WOLOWSKI (Schor), Christian family in Poland of Jewish origin. In 1755–56, its members joined the *Frankists, after which they converted to Catholicism. Until the 1830s the Wolowski family exclusively married apostate Frankists, but subsequently they also contracted mixed marriages.

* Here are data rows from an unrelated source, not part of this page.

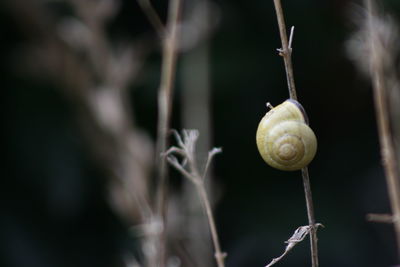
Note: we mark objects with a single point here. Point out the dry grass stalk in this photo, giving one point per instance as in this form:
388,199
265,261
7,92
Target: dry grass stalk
286,53
165,94
374,49
188,168
296,238
379,53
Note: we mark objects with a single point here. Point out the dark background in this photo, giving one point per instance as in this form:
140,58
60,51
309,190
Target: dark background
54,209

ELISHA SCHOR, the first known of the ramified Wolowski family, was a descendant of Zalman Naphtali Schor, rabbi of *Lublin. For many years Elisha Schor held the position of Maggid in the community of *Rogatin, and was among the leaders of Shabbateanism in the southeastern sector of the Polish kingdom. In 1755, with his sons and his son-in-law Hirsch Shabbetais, the husband of his daughter Hayyah, he joined the sect of Jacob Frank, whom he regarded as the loyal successor of Shabbateanism. It was at Elisha's initiative and with his participation that the disputation with the rabbis was held at *Kamenets Podolski in June 1757; he also signed the Patshegen ha-Ta'anot ve-ha-Teshuvot ("Summary of the Arguments and the Replies"). After the death of Bishop M. Dembowski, the patron of the Frankists, Elisha was compelled in the autumn of 1757 to flee across the Turkish border with his followers. He died there during a popular outbreak against the members of the sect.
The children of Elisha Schor, Solomon, Nathan, Lipman, Hayyah, and their families adhered to the Frankist sect, until their conversion to Christianity in 1759, when they changed their name to Wolowski (Pol. wol = Heb. shor). They held various positions in the court of Jacob Frank in Poland and in Offenbach.
FRANCISZEK LUKASZ WOLOWSKI, son of Solomon and grandson of Elisha, became secretary of King Stanislaus II Augustus, and was raised to the nobility in 1791. JAN KANTY WOLOWSKI (1803–1864), jurist, great-grandson of Elisha Schor, held the position of secretary of state in Congress Poland and was one of the draftsmen of the civil code of Poland. In 1839 he was raised to the nobility by Nicholas I and in 1861 was appointed dean of the faculty of law at the University of Warsaw. He was the only former Frankist not ashamed of his Jewish origin, of which he was even proud.
FRANCISZEK WOLOWSKI (1776–1844), jurist and statesman, great-grandson of Elisha Schor, was a member of the Polish Sejm (Parliament) in 1818 and between 1825 and 1831. He was raised to the nobility in 1823. In 1830, at the time of the Polish uprising, he opposed emancipation of the Jews. After the suppression of the uprising, he emigrated to France with his family. His son LOUIS FRANCOIS WOLOWSKI (1810–1876), French economist and statesman, born in Warsaw, took part in the Polish uprising of 1830–31, and later emigrated to France. In 1834 he began to publish the periodical Revue de législation et de jurisprudence. From 1848 to 1851 he was a delegate in the constituent and legislative assembly of France. In 1852 he founded the Crédit Foncier bank. In 1871 he was elected to the National Assembly. His important works are Etude d'économie Politique et Statistique (1864); La Question des banques (1864); and L'Or et l'argent (1870).
J. Emden, Sefer Shimmush (Amsterdam, 1758), 80, 82; J. Bernstein, in: Juedisches Literaturblatt, 27 (1882), 107; A. Kraushar, Frank i frankiści, 2 (1895), 11, 20, 33, 53, 91; T. Jeske-Choinski, Neofici polscy, (1904), 100–3; M. Balaban, Le-Toledot ha-Tenu'ah ha-Frankit, 1 (1934), 114–5, 117, 118, 120–3, 139; I. Schiper, Dzieje handlu zydowskiego na ziemiach polskich (1937), index; S.A. Kempner, Dzieje gospodarcze Polski porozbiorowej, 1 (1920), 97–105; J. Shatzky, Geshikhte fun Yidn in Varshe, 1–2 (1947–48), indexes; M. Roztworowski, Dyaryusz Sejmu 1830/31, 4 (1912), 6–8.